Well, he has stated that he wants to expand the ground forces by 93,000 (both Army and Marines).
Lyndon Johnson started out like this, nickel-diming, and eventually found himself with 500,000 American troops occupying Vietnam. Several years later, the last US troops were literally driven out of Vietnam at gunpoint. Johnson didn’t run that war; the war ran him.
That’s where Obama is headed right now; and for the record, that does not mean there is no difference between him and McCain, or that I am encouraging electoral abstinence. Those are red herrings.
It means the war has in many respects escaped the calculable control of the American state no matter who the President is.
Obama will be the next chief executive of the American state – a state by, for, and of the business class. That’s the job description. That business class depends on the larger economy which is materially dependent on massive and unceasing throughputs of fossil hydrocarbons. That same economy has been overrun by rentier capitalists who have driven the global economy over a cliff.
Competitors are on the horizon, China, Russia, India, Brazil… but mostly Western Europe. The war is one central drama in a multiply-determined crisis that also includes immanent food shortages, water famines, radical climate shifts, and the general decay of inter-class stability.
Obama did not inherit Bush’s war, except in the details. He inherited a business class’s war that was inevitable (though not in its present form).
The United States was going to reposition its international military after the Cold War in any case; the old disposition for “containing” the Soviet Union was obsolete after all. And given the most obvious of considerations, the place to seek permanent and fully operational military bases abroad was in Southwest Asia. That’s where the hydrocarbons are; and when you have the hydrocarbons, you have the competition on a nose ring.
Following through with this is Obama’s job after…
I dredge this up because Afghanistan is in the news. At Asia Times today (a pub that is actually interested in the region enough to publish detailed articles about it), the top four pieces are related to the Af-Pak War: (1), (2), (3), and (4); and the fifth article is about Iraq.
It’s always risky — if you mind being shown to have been wrong — to pull up old prognostications, because reality has already started to fray them. But I’m cool with that. It’s how we learn, I think. The main prognostication that seems to be actualizing with alarming force, however, is the Af-Pak War, which the CIA has massively escalated with its secret attacks in Pakistan, a now more destabilized nuclear state. The match has already been introduced to the tinderbox.

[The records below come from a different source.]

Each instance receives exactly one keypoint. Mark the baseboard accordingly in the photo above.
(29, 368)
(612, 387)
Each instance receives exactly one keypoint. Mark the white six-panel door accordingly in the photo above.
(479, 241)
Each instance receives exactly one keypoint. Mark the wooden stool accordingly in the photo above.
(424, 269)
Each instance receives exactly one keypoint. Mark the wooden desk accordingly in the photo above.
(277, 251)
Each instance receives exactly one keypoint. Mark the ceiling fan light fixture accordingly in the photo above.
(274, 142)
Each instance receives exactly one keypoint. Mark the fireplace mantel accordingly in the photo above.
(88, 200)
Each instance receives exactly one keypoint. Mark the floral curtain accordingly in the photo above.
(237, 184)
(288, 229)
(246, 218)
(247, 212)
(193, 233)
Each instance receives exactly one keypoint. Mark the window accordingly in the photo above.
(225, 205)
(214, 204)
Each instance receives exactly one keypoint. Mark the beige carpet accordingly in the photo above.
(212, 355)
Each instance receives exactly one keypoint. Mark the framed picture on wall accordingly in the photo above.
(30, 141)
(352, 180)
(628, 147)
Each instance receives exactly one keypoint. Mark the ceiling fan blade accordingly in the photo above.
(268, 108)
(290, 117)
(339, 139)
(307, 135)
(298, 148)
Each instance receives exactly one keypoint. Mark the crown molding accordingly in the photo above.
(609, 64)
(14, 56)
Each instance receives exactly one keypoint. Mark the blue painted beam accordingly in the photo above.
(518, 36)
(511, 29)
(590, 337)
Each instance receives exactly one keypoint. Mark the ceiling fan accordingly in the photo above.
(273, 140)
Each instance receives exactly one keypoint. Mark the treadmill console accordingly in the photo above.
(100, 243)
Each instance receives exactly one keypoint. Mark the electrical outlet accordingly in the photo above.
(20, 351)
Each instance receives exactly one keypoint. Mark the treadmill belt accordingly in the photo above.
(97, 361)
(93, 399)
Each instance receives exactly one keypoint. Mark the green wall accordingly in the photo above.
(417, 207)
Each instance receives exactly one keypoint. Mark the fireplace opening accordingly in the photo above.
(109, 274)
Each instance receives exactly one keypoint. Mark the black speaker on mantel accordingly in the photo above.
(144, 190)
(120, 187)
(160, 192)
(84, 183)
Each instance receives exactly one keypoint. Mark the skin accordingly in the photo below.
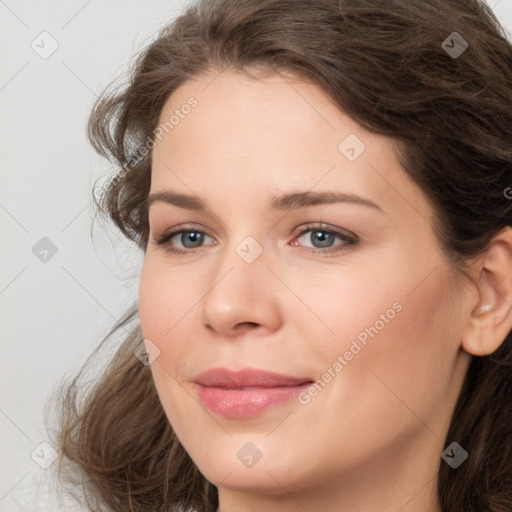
(372, 438)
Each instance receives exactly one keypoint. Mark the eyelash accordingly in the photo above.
(349, 241)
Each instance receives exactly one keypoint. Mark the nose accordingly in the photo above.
(243, 297)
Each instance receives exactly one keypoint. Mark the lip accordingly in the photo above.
(247, 392)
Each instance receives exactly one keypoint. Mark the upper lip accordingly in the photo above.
(223, 377)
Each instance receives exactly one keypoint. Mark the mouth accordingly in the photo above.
(248, 392)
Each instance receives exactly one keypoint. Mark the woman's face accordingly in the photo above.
(301, 249)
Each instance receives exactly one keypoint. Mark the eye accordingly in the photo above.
(189, 239)
(323, 239)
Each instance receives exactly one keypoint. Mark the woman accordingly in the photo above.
(319, 189)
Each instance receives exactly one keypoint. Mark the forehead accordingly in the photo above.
(272, 133)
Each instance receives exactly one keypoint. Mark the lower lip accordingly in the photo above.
(244, 403)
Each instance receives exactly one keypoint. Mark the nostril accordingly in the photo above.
(243, 325)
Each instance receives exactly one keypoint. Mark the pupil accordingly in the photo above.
(323, 238)
(191, 237)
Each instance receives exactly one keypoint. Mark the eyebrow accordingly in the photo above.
(280, 202)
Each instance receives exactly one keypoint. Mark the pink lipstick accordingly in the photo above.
(247, 392)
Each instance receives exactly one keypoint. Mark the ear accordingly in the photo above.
(491, 318)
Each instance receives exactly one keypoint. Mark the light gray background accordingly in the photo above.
(54, 313)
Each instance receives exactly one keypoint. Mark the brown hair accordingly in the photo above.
(382, 62)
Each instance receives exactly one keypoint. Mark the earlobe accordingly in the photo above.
(490, 320)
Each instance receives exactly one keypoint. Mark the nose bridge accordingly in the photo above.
(240, 291)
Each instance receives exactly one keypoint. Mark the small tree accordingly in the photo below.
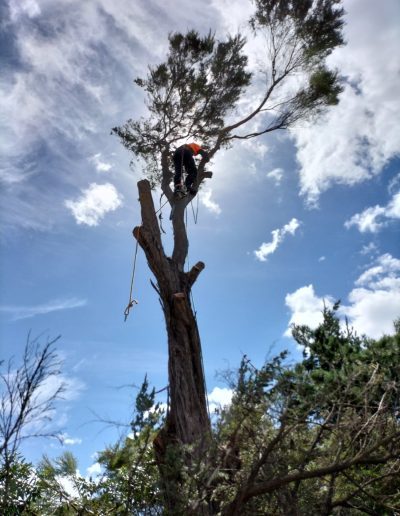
(195, 94)
(25, 409)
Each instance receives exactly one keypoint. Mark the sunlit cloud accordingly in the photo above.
(276, 175)
(376, 217)
(95, 201)
(356, 139)
(208, 202)
(24, 312)
(101, 165)
(278, 235)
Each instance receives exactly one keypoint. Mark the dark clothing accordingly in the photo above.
(183, 160)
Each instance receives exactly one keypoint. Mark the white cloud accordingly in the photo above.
(376, 217)
(306, 307)
(20, 7)
(211, 205)
(25, 312)
(374, 302)
(101, 166)
(370, 248)
(94, 203)
(69, 441)
(386, 266)
(68, 485)
(94, 470)
(276, 175)
(357, 138)
(278, 236)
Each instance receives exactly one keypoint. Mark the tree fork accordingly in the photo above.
(187, 420)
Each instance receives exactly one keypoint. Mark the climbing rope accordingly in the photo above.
(195, 215)
(195, 318)
(132, 301)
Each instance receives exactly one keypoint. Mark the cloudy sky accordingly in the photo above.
(287, 223)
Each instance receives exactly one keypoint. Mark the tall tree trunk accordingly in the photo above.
(187, 420)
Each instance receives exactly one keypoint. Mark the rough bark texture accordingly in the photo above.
(187, 420)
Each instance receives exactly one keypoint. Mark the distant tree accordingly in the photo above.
(26, 409)
(320, 437)
(197, 94)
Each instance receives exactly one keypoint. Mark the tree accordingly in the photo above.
(321, 436)
(195, 94)
(25, 410)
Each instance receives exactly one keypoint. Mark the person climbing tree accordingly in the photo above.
(183, 159)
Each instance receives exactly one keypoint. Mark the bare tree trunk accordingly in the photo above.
(187, 421)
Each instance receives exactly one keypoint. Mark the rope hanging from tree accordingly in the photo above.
(132, 301)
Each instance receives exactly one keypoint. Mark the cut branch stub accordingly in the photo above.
(194, 272)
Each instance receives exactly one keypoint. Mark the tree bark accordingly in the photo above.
(187, 420)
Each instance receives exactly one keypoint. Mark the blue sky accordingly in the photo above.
(287, 222)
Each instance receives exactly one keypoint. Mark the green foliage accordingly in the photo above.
(198, 88)
(188, 95)
(317, 24)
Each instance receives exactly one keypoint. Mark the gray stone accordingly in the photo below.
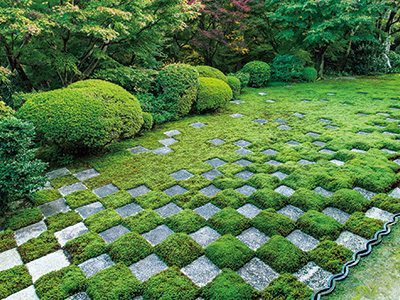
(253, 238)
(10, 259)
(207, 210)
(112, 234)
(210, 190)
(313, 276)
(168, 210)
(70, 233)
(304, 241)
(32, 231)
(257, 274)
(148, 267)
(201, 271)
(249, 210)
(351, 241)
(291, 211)
(86, 174)
(78, 186)
(128, 210)
(205, 236)
(51, 262)
(246, 190)
(175, 190)
(95, 265)
(138, 191)
(337, 214)
(90, 209)
(156, 236)
(54, 207)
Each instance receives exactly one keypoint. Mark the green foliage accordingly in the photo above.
(229, 252)
(281, 255)
(272, 223)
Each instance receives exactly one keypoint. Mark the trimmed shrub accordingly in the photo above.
(213, 94)
(87, 115)
(229, 252)
(260, 73)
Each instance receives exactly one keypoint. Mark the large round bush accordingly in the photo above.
(85, 116)
(213, 94)
(259, 71)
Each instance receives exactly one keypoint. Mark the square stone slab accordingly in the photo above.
(10, 259)
(54, 207)
(207, 210)
(148, 267)
(26, 233)
(128, 210)
(201, 271)
(51, 262)
(337, 214)
(175, 190)
(57, 173)
(112, 234)
(313, 276)
(168, 210)
(90, 209)
(205, 236)
(379, 214)
(257, 274)
(253, 238)
(249, 210)
(245, 175)
(210, 175)
(215, 162)
(246, 190)
(285, 190)
(95, 265)
(157, 235)
(217, 141)
(138, 191)
(86, 174)
(70, 233)
(78, 186)
(351, 241)
(291, 211)
(210, 190)
(181, 175)
(304, 241)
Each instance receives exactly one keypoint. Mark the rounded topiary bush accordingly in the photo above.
(259, 71)
(87, 115)
(213, 94)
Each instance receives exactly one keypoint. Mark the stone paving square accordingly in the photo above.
(156, 236)
(291, 211)
(26, 233)
(337, 214)
(253, 238)
(175, 190)
(51, 262)
(112, 234)
(9, 259)
(205, 236)
(148, 267)
(95, 265)
(304, 241)
(54, 207)
(257, 274)
(78, 186)
(70, 233)
(86, 174)
(207, 210)
(201, 271)
(90, 209)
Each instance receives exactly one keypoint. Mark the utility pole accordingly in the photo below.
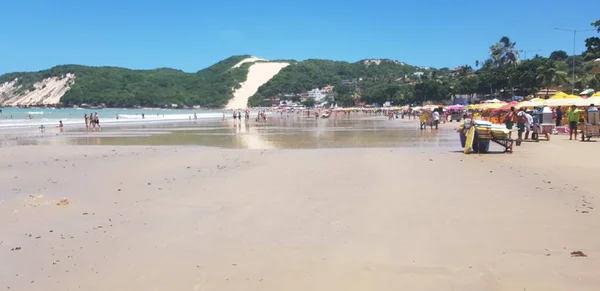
(525, 52)
(574, 31)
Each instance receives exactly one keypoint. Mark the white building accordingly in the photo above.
(317, 95)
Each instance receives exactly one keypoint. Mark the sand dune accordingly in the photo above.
(47, 92)
(258, 74)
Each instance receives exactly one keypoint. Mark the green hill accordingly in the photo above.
(303, 76)
(120, 87)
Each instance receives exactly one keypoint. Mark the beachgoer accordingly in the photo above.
(521, 121)
(97, 120)
(573, 117)
(436, 118)
(509, 120)
(528, 124)
(558, 117)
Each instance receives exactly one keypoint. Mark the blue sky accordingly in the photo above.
(190, 35)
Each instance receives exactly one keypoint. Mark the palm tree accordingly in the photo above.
(550, 75)
(503, 53)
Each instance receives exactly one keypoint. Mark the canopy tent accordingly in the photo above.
(507, 106)
(492, 105)
(455, 107)
(559, 95)
(562, 102)
(492, 101)
(587, 102)
(473, 106)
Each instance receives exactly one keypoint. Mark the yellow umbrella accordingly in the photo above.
(493, 105)
(560, 95)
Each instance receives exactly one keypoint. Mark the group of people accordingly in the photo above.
(92, 120)
(529, 121)
(431, 118)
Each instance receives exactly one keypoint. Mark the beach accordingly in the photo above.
(368, 216)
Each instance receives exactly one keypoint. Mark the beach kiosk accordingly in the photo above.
(591, 128)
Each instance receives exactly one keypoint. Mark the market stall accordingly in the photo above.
(476, 135)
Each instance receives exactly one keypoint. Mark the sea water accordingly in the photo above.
(15, 118)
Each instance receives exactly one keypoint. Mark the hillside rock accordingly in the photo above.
(45, 92)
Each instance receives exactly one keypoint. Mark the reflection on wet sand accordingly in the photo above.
(277, 132)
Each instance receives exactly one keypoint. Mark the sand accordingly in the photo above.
(193, 218)
(258, 74)
(47, 92)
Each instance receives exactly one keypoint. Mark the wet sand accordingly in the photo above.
(278, 132)
(198, 218)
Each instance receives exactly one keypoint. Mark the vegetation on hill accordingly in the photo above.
(119, 87)
(502, 75)
(303, 76)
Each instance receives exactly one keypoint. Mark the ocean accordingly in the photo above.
(15, 118)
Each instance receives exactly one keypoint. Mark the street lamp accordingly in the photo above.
(574, 31)
(526, 50)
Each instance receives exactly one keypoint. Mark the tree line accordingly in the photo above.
(120, 87)
(503, 75)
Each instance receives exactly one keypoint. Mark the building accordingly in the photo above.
(317, 95)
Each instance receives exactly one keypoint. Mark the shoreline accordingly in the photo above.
(324, 219)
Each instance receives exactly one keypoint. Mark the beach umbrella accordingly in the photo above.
(562, 102)
(492, 105)
(559, 95)
(492, 101)
(507, 106)
(587, 92)
(455, 107)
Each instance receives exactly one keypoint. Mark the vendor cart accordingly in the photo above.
(456, 115)
(589, 130)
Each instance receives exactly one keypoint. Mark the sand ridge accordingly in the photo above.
(258, 74)
(47, 92)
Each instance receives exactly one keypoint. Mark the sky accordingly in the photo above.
(191, 35)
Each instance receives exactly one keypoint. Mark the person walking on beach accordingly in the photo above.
(573, 117)
(509, 120)
(558, 116)
(521, 121)
(97, 120)
(436, 118)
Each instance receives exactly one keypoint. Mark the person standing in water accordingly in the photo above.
(97, 120)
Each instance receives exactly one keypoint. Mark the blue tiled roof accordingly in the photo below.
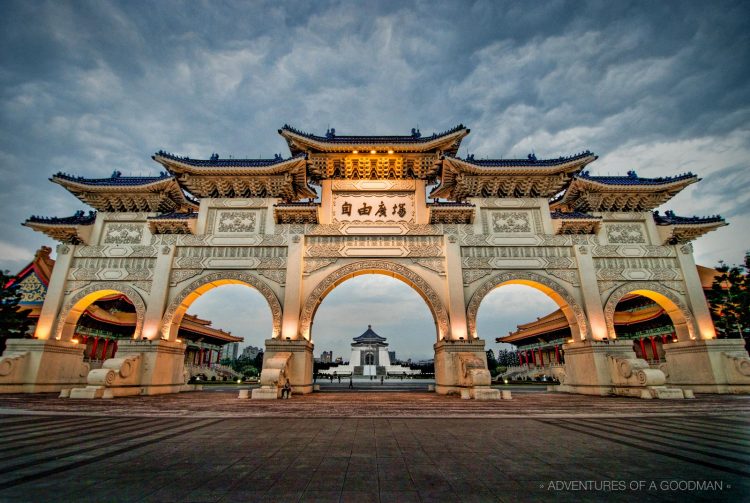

The high-side — feeble as it is — is that public opinion is turning against both fronts in this war for strategic redisposition. News personalities are equivocally editorializing on the desirability of abandoning the region militarily. In reaction, there is a push by the war-supporters to dick-up the rhetoric, that is, challenge the masculinity of the leadership for not being rash enough.
Gender remains a powerful political force. If Obama withdraws, he will be feminized by the opposition as the one who wasn’t tough enough to win the war.